Tuesday, 29 January 2019

Real life is too much effort

From we find that many children seem to prefer an online world to real life.

Children online find real-life interaction ‘too much effort’ – report

Children find it “too much effort” to interact in real-life and prefer to watch YouTube, an Ofcom report has found.

The media watchdog’s report has revealed young people are gravitating not only away from TV toward online video, but also away from seeing friends toward solitary screen-time.

Ofcom researchers found that children between four and 16 were rarely interesting in reading, drawing, playing an instrument or other hobbies.

One child surveyed spoke for the trend, saying said she preferred to “lounge around” watching Netflix and YouTube.

The 2018 research found that young viewers are watching less TV.

When they do, it is considered “family time”, and often revolves around programmes such as I’m A Celebrity… Get Me Of Here and Strictly Come Dancing.

Children were found to spurn real-life social interaction and activities in favour of consuming media alone in their bedrooms.

Real life has to intrude to be noticed and for the modern over-protected child it cannot be surprising that it doesn't, not to the extent that it did a few decades ago. 

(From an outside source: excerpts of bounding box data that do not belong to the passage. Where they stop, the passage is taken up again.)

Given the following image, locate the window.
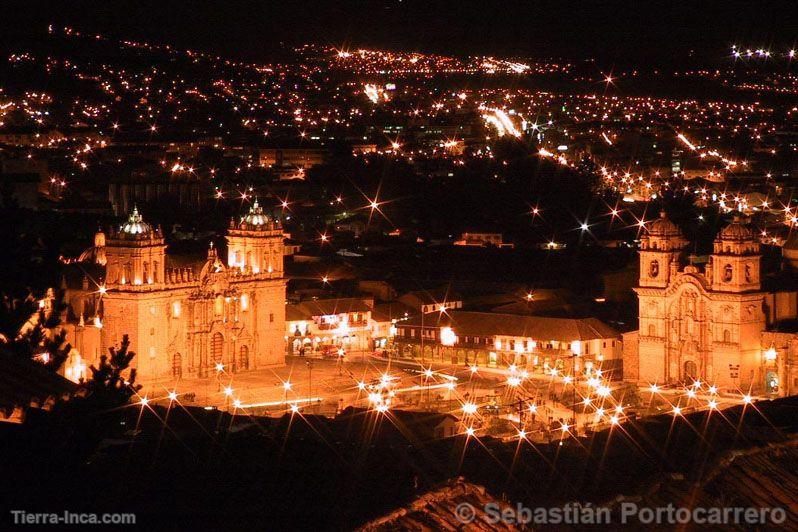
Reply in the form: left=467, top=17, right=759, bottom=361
left=723, top=264, right=733, bottom=283
left=172, top=353, right=183, bottom=379
left=648, top=260, right=659, bottom=278
left=238, top=345, right=249, bottom=370
left=211, top=333, right=224, bottom=364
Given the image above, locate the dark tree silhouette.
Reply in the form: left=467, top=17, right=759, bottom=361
left=0, top=294, right=72, bottom=372
left=83, top=335, right=141, bottom=410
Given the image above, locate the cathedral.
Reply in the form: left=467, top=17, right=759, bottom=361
left=624, top=212, right=798, bottom=395
left=62, top=201, right=286, bottom=387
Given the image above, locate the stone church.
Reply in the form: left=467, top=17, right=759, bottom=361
left=62, top=201, right=286, bottom=391
left=624, top=213, right=798, bottom=395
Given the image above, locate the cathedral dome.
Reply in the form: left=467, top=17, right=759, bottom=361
left=648, top=211, right=682, bottom=236
left=241, top=199, right=271, bottom=227
left=718, top=218, right=754, bottom=242
left=119, top=207, right=152, bottom=236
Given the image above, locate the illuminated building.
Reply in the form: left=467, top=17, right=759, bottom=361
left=624, top=213, right=798, bottom=394
left=65, top=201, right=286, bottom=385
left=394, top=310, right=622, bottom=377
left=285, top=298, right=373, bottom=356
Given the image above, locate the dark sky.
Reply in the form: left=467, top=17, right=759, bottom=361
left=0, top=0, right=798, bottom=62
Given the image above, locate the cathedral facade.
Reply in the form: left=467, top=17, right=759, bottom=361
left=64, top=201, right=286, bottom=387
left=624, top=213, right=798, bottom=395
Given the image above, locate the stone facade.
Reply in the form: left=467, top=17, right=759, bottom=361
left=624, top=213, right=795, bottom=394
left=66, top=202, right=286, bottom=386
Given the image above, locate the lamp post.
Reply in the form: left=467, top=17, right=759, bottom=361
left=305, top=360, right=313, bottom=410
left=571, top=340, right=582, bottom=433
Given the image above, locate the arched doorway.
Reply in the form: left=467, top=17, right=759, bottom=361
left=684, top=360, right=698, bottom=382
left=211, top=333, right=224, bottom=365
left=238, top=345, right=249, bottom=371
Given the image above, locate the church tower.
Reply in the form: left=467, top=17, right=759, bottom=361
left=227, top=199, right=283, bottom=277
left=708, top=218, right=761, bottom=293
left=105, top=207, right=166, bottom=290
left=640, top=211, right=687, bottom=288
left=630, top=211, right=687, bottom=383
left=101, top=207, right=170, bottom=377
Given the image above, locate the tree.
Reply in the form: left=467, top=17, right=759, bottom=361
left=83, top=335, right=141, bottom=409
left=0, top=294, right=72, bottom=372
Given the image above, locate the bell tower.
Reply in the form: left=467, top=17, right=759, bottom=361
left=639, top=211, right=687, bottom=288
left=105, top=207, right=166, bottom=290
left=227, top=199, right=283, bottom=277
left=709, top=218, right=762, bottom=293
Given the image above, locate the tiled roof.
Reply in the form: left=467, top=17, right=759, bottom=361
left=399, top=310, right=620, bottom=342
left=0, top=352, right=75, bottom=418
left=285, top=297, right=371, bottom=321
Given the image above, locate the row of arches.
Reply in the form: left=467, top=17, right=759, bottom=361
left=172, top=332, right=250, bottom=379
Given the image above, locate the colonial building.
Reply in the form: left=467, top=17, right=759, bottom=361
left=394, top=310, right=623, bottom=378
left=624, top=213, right=798, bottom=394
left=64, top=201, right=286, bottom=392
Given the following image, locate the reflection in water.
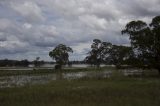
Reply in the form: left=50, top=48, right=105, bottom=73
left=0, top=70, right=142, bottom=88
left=0, top=71, right=111, bottom=88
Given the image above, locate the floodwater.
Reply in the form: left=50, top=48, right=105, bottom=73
left=0, top=70, right=142, bottom=88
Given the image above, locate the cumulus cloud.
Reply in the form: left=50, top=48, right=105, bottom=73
left=0, top=0, right=160, bottom=60
left=10, top=1, right=45, bottom=22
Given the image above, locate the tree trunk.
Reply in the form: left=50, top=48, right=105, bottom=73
left=158, top=67, right=160, bottom=75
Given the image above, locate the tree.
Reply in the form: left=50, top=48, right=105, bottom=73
left=49, top=44, right=73, bottom=69
left=33, top=57, right=40, bottom=67
left=85, top=39, right=111, bottom=67
left=122, top=16, right=160, bottom=73
left=106, top=45, right=133, bottom=68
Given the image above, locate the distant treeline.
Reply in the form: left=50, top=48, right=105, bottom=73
left=0, top=59, right=45, bottom=67
left=0, top=59, right=86, bottom=67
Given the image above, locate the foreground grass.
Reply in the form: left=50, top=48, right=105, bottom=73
left=0, top=67, right=116, bottom=76
left=0, top=77, right=160, bottom=106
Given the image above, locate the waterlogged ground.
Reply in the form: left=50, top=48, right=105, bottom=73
left=0, top=69, right=143, bottom=88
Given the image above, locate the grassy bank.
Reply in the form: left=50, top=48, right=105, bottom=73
left=0, top=67, right=115, bottom=76
left=0, top=77, right=160, bottom=106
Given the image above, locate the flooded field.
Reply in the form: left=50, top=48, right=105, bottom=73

Another factor is that real life is not as 'real' as it was. For example Brexit suggests that many MPs find real life is far too much effort. 


Sam Vega said...

My guess is that the key factor here is design. Social media and other on-line scenarios are designed with the intention of keeping you there; a trail of little rewards that keep you clicking and pressing. The real world, however, is much more random. There's no God who set it all up, so sometimes the rewards come thick and fast; sometimes, for some poor individuals, there are no rewards whatever they do. Being on line is the safe bet.

For the time being, that is. It's probable that there is a ratchet effect, and the more time children spend on line, the less chance they have to build the skills required to help oneself in the real world. Like so many things, I think this one might come down to immediate versus deferred gratification.

Demetrius said...

Who said "Hell is other people"?

James Higham said...

Good point - real life is not as real as it was.

A K Haart said...

Sam - yet random rewards are supposed to be more addictive. Maybe online rewards are more random than we might imagine and also more frequent. I wouldn't be surprised if a certain level of randomness is designed into computer games for example.

Demetrius - I did, but I pinched it from someone else.

James - and doesn't need to be - yet.